UPDATE: A few more suggestions have come in: The Trans-Delta Pipeline, the Delta Bypass Artery, the California Water Project Tube, and another hybrid: The ”Dube”

After last week’s decision to focus study on a tunnel beneath the Delta — instead of a peripheral canal — I was wracking my brain to think of some clever nickname.

The “Peripheral Tunnel” is boring and arguably inaccurate. The “Subterranean Tunnel” is redundant. Some folks already call it the “Chunnel” in comparison to the train tube connecting England with France, but let’s face it, that name’s taken already.

How about a hybrid: The Punnel.

The name comes from county water resources coordinator Mel Lytle and his staff, who slapped together a slide comparing the dimensions of the Chunnel with the proposed Punnel. A printout was in the agenda packet for this week’s Advisory Water Commission meeting.

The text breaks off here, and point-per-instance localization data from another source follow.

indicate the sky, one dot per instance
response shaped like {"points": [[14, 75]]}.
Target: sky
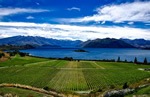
{"points": [[75, 19]]}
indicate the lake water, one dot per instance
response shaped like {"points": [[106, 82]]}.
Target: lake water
{"points": [[92, 54]]}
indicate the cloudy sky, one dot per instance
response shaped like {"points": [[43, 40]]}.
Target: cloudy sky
{"points": [[75, 19]]}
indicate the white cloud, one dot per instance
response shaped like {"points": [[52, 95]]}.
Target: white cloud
{"points": [[11, 11], [59, 31], [73, 8], [130, 23], [30, 17], [136, 11]]}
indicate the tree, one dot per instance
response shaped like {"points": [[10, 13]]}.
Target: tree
{"points": [[125, 85], [145, 61], [135, 60], [118, 60], [125, 60], [1, 55]]}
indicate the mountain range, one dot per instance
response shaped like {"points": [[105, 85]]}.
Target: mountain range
{"points": [[38, 42]]}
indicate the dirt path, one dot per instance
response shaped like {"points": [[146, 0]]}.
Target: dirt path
{"points": [[51, 93]]}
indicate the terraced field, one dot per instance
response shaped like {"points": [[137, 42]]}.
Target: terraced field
{"points": [[64, 75]]}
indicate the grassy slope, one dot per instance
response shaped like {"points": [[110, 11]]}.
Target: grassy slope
{"points": [[17, 60], [21, 92], [70, 76], [140, 93]]}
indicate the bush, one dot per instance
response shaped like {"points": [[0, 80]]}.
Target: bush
{"points": [[125, 85], [46, 88]]}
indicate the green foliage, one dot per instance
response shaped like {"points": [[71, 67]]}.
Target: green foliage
{"points": [[125, 85], [118, 60], [62, 75], [1, 55], [145, 61], [135, 60], [21, 92]]}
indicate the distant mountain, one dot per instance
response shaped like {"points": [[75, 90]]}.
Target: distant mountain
{"points": [[106, 43], [139, 43], [26, 42], [38, 41]]}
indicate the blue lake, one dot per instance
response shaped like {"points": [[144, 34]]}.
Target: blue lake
{"points": [[92, 54]]}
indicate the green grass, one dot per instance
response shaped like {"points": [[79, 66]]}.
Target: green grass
{"points": [[64, 75], [143, 91], [21, 92], [17, 60]]}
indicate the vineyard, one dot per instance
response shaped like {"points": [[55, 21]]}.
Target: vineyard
{"points": [[62, 75]]}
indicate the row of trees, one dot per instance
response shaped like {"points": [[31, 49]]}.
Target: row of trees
{"points": [[144, 62]]}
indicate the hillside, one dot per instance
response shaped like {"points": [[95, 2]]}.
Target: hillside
{"points": [[106, 43], [37, 41]]}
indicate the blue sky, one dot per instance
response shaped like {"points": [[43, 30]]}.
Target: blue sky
{"points": [[75, 19]]}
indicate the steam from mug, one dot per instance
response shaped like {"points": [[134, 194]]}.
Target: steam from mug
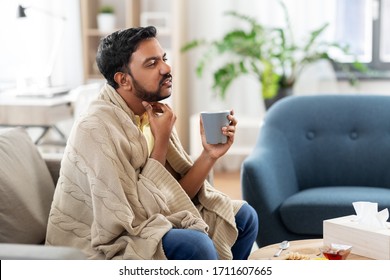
{"points": [[213, 123]]}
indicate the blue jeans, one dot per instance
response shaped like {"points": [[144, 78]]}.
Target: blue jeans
{"points": [[186, 244]]}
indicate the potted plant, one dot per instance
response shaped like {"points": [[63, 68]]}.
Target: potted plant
{"points": [[106, 19], [268, 53]]}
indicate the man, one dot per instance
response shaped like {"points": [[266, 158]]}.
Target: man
{"points": [[127, 188]]}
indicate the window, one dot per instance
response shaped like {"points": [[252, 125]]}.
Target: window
{"points": [[364, 25]]}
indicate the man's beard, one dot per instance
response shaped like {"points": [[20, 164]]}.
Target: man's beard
{"points": [[150, 96]]}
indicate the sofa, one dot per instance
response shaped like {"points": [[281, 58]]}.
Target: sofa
{"points": [[315, 156], [27, 183]]}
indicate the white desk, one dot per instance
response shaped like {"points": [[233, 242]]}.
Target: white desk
{"points": [[44, 112]]}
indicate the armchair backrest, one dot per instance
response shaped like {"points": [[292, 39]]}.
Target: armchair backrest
{"points": [[332, 139]]}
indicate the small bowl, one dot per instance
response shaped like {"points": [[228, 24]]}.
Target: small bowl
{"points": [[336, 251]]}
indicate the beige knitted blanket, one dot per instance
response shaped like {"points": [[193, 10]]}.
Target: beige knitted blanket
{"points": [[114, 202]]}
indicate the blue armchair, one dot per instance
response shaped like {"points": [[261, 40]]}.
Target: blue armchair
{"points": [[315, 155]]}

It’s hard to read the dimensions on the slide. On the left we see the Chunnel, which consists of two tubes 25 feet in diameter. On the right, the “Punnel” would consist of two tunnels 33 feet in diameter about 150 feet below ground, crossing the Delta in a straight line from Hood to Clifton Court Forebay. The 43-mile Punnel would not only be larger than its namesake Chunnel, but also longer, as we read below:

“We could use it (the Punnel) for transportation, if nothing else,” wisecracked an observer at Wednesday’s meeting. (One of the chief criticisms about a peripheral canal or punnel is that it won’t actually create any new water for California.)

Thanks to Dr. Lytle for the “Punnel” suggestion. Anyone else?